The Western Cape high court has dismissed an application by residents in the Bo-Kaap to halt the development of a mixed-use building that has caused concern amongst heritage experts.
Judge Andre le Grange awarded a costs order against the Bo-Kaap Civic and Ratepayers’ Association and Heritage Western Cape after dismissing their application to review a decision by city officials to allow the development by Buitengracht Properties to go ahead on Friday.
In July 2016, the City of Cape Town’s municipal planning tribunal (MPT) — where planning experts review and decide on certain planning projects in the city — decided to allow the development of a retail and residential property that was estimated to be worth around R1-billion.
The tribunal approved the development, despite 1 017 objections being lodged during the public participation process.
Residents in Bo-Kaap have since dubbed the development the “monster building”. Fabio Todeschini, a heritage practitioner, prepared an objection to the building on behalf of the Bo-Kaap ratepayers and business owners, saying that the development is not in the public interest.
“We urge that the proposals and development applications not be approved because they would occasion massive intrusion on, and damage to, the character of significant and historic areas of the central city,” Todeschini said in his objection.
There were 12 appeals lodged against the MPT’s decision, but in January 2017 Mayor Patricia de Lille dismissed the appeal after being recommended to do so by an advisory panel who studied the case. Both Heritage Western Cape and the city’s own internal environment and heritage department had raised concerns over the building, however.
“I accept the recommendation of the advisory panel and agree with its report to me. I considered, in particular, the view of the city’s environment and heritage department that the surrounding heritage resources will be impacted on in a negative manner to a certain degree by the proposed development due to the building’s sheer size, height and magnitude. However, I agree with the MPT and the advisory panel that the proposed development responds appropriately to the neighbouring buildings and the environment,” De Lille said.
Heritage Western Cape, the Bo-Kaap ratepayers association and Todeschini then applied for the decision to be taken on review and set aside on the basis that heritage concerns had not been adequately taken into account.
The building, which was initially planned to be 18-storeys, does not directly sit on a site that has heritage protection status — instead it located on Buitengracht Street, a busy road in the central business district, where it is on the border of Bo-Kaap’s Rose Street.
However, Heritage Western Cape chief executive Mxolisi Dlamuka had said that the building would separate Bo-Kaap from the inner city, and harm the historical relationship between the colourful neighbourhood and the city.
“The assertion that development has already occurred in the area between Buitengracht Street and Rose Street seems to ignore the parameters on which these declarations were based.
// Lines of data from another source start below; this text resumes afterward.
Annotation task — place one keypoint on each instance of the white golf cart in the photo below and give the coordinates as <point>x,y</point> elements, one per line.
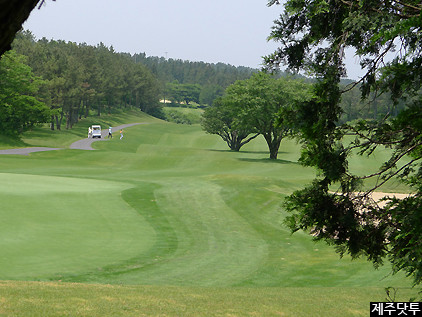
<point>96,131</point>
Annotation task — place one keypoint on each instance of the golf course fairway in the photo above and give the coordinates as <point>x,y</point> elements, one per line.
<point>169,211</point>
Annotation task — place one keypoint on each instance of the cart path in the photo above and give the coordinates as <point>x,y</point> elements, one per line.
<point>84,144</point>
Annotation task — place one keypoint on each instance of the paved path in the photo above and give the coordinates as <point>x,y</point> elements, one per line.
<point>84,144</point>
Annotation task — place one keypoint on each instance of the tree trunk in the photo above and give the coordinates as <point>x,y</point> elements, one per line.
<point>52,123</point>
<point>273,145</point>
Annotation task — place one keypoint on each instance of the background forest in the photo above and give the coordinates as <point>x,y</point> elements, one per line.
<point>78,80</point>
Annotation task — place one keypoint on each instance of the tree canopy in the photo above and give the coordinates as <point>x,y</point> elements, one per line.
<point>20,110</point>
<point>259,105</point>
<point>313,36</point>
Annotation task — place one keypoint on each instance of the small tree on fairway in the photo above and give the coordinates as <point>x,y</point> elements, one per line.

They occurred in the 1960s and 1970s at the height of apartheid planning when the local (not white) community was ignored in favour of the economic needs and demands of the white business sector,” Dlamuka said in court papers.
“That this should become the basis of continuing to isolate the Bo-Kaap seems extraordinary in the 21st century. Creating a barrier to the Bo-Kaap must be the antithesis of what inclusive, democratic planning should be developing,” Dlamuka continued.
Heritage Western Cape has sought a declaratory order from Le Grange that would mean the developers would require permission from Heritage Western Cape before they proceeded to develop the site. But Le Grange dismissed this request, saying the development was not located on a heritage protected site.
Buitengracht Properties, meanwhile, has decided that the building’s facade in Rose Street will only have three storeys out of respect for the character of the homes and businesses in the popular Bo-Kaap road.
But Le Grange’s judgment has marked a blow for Bo-Kaap residents.
Speaking to IOL, Osman Shabodien, the chairperson of the Bo-Kaap ratepayers’ association, said residents are “disappointed” in the judgment and plan to appeal.
A number of ongoing developments in the historical neighbourhood — where slaves lived once they were freed and Islam was first introduced to South Africa — had led to fears that the history of Bo-Kaap will be lost to gentrification. Le Grange acknowledged these concerns in his judgment.
“Gentrification in all its forms has become a chilling reality for the ordinary resident of Bo-Kaap. Understandably, the resistance to the gentrification of Bo-Kaap having regard to its historical significance can never be understated,” Le Grange said.